O texto elaborado pelo governo é mais enxuto. São 8 artigos, contra 14 do projeto aprovado pela Assembleia. Diversos dispositivos relativos à responsabilização do agente arrecadador, às sanções administrativas e aos procedimentos de compensação financeira deixaram de constar na nova versão.

Também houve mudança quanto à entrada em vigor da futura legislação. O projeto enviado por Fátima Bezerra prevê vacância de 60 dias após a publicação da lei, sob o argumento de permitir adaptação dos sistemas bancários e financeiros. Já o texto aprovado pelos deputados estabelecia vigência imediata, concedendo ao Executivo prazo de 90 dias para promover as adequações operacionais necessárias.

Na justificativa encaminhada ao Legislativo, a governadora afirma que a nova proposta foi construída em consonância com “as diretrizes de cooperação federativa e de responsabilidade fiscal” e que busca assegurar o cumprimento das vinculações constitucionais relativas aos municípios e ao Fundeb, ao mesmo tempo em que preserva a operacionalização do sistema financeiro estadual. A mensagem também destaca que o texto resulta de tratativas realizadas com a Femurn após o veto ao projeto anterior.
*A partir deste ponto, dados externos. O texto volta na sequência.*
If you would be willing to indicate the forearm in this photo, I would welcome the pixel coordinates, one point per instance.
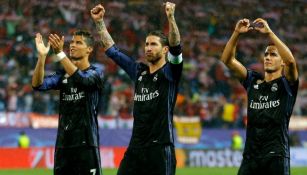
(283, 50)
(39, 72)
(230, 48)
(68, 66)
(174, 35)
(105, 36)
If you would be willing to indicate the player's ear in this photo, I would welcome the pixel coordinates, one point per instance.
(165, 49)
(89, 50)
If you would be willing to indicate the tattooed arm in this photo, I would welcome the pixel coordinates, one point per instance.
(97, 14)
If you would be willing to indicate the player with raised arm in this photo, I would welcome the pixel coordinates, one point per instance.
(270, 102)
(80, 86)
(151, 149)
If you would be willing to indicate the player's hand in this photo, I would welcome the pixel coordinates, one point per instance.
(42, 49)
(56, 42)
(243, 26)
(262, 26)
(97, 12)
(169, 9)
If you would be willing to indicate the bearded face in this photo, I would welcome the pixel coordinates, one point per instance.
(153, 49)
(272, 60)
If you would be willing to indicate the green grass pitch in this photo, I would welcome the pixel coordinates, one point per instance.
(179, 171)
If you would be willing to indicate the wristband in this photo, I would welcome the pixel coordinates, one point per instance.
(60, 56)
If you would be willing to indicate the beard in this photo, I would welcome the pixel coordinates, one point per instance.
(76, 58)
(153, 58)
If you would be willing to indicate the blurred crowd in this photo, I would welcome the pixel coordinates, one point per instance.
(207, 89)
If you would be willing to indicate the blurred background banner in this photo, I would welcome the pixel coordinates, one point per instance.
(188, 129)
(211, 104)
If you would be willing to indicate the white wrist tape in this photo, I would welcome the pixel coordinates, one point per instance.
(60, 56)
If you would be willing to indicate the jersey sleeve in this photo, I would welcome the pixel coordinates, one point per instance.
(50, 82)
(249, 78)
(89, 78)
(173, 71)
(291, 87)
(128, 64)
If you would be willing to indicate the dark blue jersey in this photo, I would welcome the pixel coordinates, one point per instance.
(154, 99)
(270, 106)
(79, 101)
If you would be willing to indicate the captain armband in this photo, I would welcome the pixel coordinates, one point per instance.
(174, 59)
(60, 56)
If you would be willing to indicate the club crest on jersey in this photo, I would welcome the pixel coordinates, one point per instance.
(274, 87)
(140, 78)
(155, 78)
(144, 72)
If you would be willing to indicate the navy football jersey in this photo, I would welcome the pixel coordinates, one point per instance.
(154, 99)
(80, 95)
(270, 106)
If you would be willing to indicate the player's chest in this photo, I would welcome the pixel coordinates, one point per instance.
(71, 92)
(150, 82)
(265, 95)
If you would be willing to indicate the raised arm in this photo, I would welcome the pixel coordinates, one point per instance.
(174, 35)
(228, 56)
(290, 69)
(39, 72)
(97, 14)
(124, 61)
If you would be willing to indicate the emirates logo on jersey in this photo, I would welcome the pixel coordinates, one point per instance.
(264, 103)
(146, 95)
(274, 87)
(155, 78)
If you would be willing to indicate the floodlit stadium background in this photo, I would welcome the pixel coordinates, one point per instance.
(211, 105)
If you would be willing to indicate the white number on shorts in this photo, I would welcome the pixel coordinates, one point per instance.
(93, 171)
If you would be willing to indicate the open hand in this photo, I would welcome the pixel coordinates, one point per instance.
(243, 26)
(56, 42)
(97, 12)
(42, 49)
(263, 26)
(169, 9)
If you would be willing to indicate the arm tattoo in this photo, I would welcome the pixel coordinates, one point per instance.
(105, 37)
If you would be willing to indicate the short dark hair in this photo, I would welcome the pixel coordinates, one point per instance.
(88, 38)
(161, 35)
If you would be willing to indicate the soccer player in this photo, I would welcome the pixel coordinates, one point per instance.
(270, 102)
(80, 85)
(151, 148)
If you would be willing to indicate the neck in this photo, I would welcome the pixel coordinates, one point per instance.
(269, 76)
(82, 63)
(157, 65)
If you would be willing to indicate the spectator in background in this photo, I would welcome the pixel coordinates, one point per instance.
(23, 140)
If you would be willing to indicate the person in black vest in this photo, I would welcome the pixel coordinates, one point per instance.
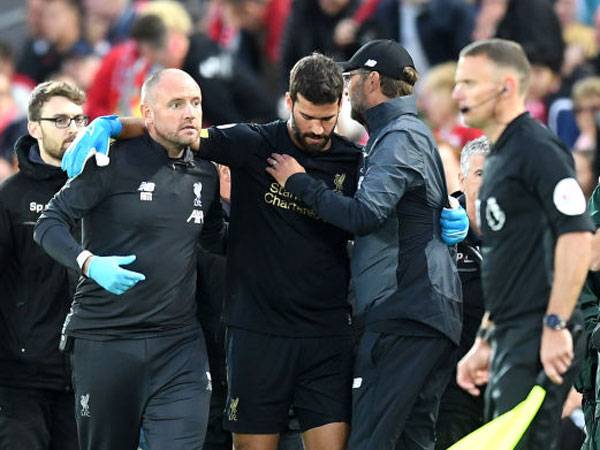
(36, 399)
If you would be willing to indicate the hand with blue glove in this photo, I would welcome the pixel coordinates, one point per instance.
(94, 140)
(455, 225)
(108, 273)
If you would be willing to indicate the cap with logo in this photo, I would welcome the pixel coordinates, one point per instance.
(385, 56)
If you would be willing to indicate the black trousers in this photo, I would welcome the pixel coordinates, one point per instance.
(161, 384)
(398, 383)
(514, 371)
(36, 419)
A discussão sobre os repasses ganhou força nos últimos meses em razão de reclamações de prefeitos sobre atrasos nas transferências constitucionais. O Projeto de Lei nº 632/2025, de autoria do deputado Gustavo Carvalho (PL), foi aprovado pela Assembleia em dezembro do ano passado justamente para criar um mecanismo automático de distribuição dos recursos pertencentes aos municípios.

Ao vetar integralmente a proposta, em janeiro, o governo alegou que o texto apresentava dificuldades técnicas de implementação, criava insegurança jurídica e interferia na administração da Conta Única do Tesouro Estadual. A Secretaria Estadual da Fazenda (Sefaz) sustentou que a medida poderia comprometer a gestão financeira do Estado e gerar conflitos operacionais com normas federais relativas ao Fundeb.

Esses argumentos, porém, não convenceram a Assembleia Legislativa. Primeiro nas comissões e, posteriormente, no plenário, os deputados decidiram derrubar o veto por unanimidade, consolidando uma das maiores derrotas políticas do Executivo na atual legislatura.